What happened was that the sump pumps could not handle the rainfall, and the loading bays filled with water which then flooded the warehouse.  Peerless denied coverage based on the exclusion that the water that flooded the warehouse never came from or overflowed the sump pits.  Not to be discouraged, Advertir sued the insurer for breach of contract and bad faith and the parties filed cross motions for summary judgment.  Decision for the insurance company.

The claimant argued that coverage applied because, in effect, the entire loading bay structure was a system designed to remove sub-surface water.  The District Court disagreed noting that the evidence was clear that the water that entered the warehouse never came out of the sump pit at the bottom of the loading bay and therefore did not fall within the provision covering damage from water that enters and overflows from the sump pump.  The water that caused the damage in the warehouse was essentially surface water which flowed over and across the filled loading bays into the warehouse without ever coming up from the sump pit.  Therefore, there was no coverage since the water did not enter into and overflow from the sump pit.  The exclusion also applied since the water that flooded the warehouse was surface water that never went through the sump pit.  The Court also ruled there was no bad faith where Peerless had reasonable bases for denying coverage.

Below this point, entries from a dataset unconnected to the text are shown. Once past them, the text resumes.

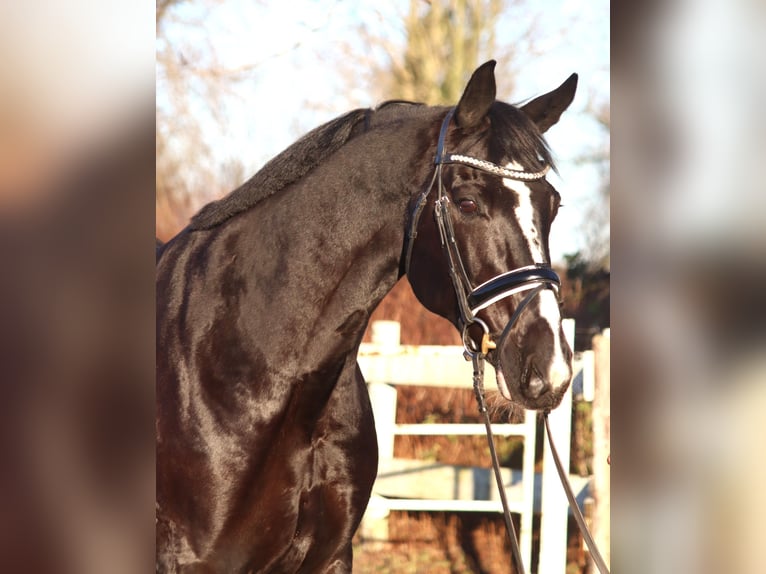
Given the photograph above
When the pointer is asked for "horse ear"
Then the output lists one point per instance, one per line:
(547, 109)
(477, 97)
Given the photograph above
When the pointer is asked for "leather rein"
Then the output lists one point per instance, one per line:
(533, 278)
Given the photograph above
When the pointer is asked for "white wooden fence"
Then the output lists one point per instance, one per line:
(428, 486)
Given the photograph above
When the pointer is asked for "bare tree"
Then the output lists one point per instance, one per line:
(444, 41)
(194, 86)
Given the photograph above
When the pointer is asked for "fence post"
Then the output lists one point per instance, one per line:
(386, 335)
(601, 427)
(554, 507)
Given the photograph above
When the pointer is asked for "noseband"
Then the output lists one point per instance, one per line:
(472, 299)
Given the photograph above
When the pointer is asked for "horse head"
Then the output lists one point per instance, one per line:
(486, 217)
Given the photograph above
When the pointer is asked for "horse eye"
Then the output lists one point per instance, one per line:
(467, 206)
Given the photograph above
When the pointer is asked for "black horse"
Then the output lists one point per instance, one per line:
(266, 447)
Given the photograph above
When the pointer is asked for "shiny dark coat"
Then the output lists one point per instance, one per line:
(266, 446)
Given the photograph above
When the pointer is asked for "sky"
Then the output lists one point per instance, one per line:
(295, 50)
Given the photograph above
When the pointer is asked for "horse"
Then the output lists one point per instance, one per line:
(266, 444)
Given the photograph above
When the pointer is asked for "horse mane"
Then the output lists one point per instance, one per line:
(287, 167)
(517, 136)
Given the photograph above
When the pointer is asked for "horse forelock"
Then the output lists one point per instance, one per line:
(284, 169)
(516, 138)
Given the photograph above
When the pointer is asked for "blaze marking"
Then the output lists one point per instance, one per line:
(558, 368)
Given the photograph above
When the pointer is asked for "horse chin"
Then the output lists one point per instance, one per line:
(502, 385)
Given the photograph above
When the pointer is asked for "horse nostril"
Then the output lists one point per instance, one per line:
(536, 385)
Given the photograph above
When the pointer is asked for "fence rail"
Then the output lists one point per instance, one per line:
(428, 486)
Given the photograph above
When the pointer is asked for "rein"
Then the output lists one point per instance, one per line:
(471, 300)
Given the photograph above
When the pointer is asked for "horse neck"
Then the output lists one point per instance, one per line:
(331, 244)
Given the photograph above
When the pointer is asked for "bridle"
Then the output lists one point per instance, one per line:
(472, 299)
(533, 278)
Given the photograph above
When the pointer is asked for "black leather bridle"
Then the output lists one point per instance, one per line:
(533, 278)
(472, 299)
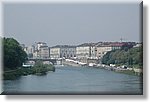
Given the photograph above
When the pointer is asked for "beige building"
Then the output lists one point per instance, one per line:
(44, 52)
(102, 50)
(62, 51)
(55, 52)
(83, 52)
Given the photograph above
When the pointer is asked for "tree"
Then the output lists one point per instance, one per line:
(14, 55)
(131, 57)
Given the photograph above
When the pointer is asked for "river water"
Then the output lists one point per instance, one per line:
(76, 80)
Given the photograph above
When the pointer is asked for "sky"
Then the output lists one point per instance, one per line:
(70, 23)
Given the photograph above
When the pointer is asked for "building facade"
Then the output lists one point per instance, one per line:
(44, 52)
(62, 51)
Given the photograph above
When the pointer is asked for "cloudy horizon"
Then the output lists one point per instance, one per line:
(71, 24)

This case highlights the importance of factual investigation in determining coverage.  The parties essentially agreed that the sump pumps could not handle the rainfall causing the loading bays to fill and water simply ran into the warehouse. This made it an easier factual argument for the carrier to present that there was no coverage because the flood water actually never came through the sump pump, and that the exclusion applied since the flooding was really caused by surface water.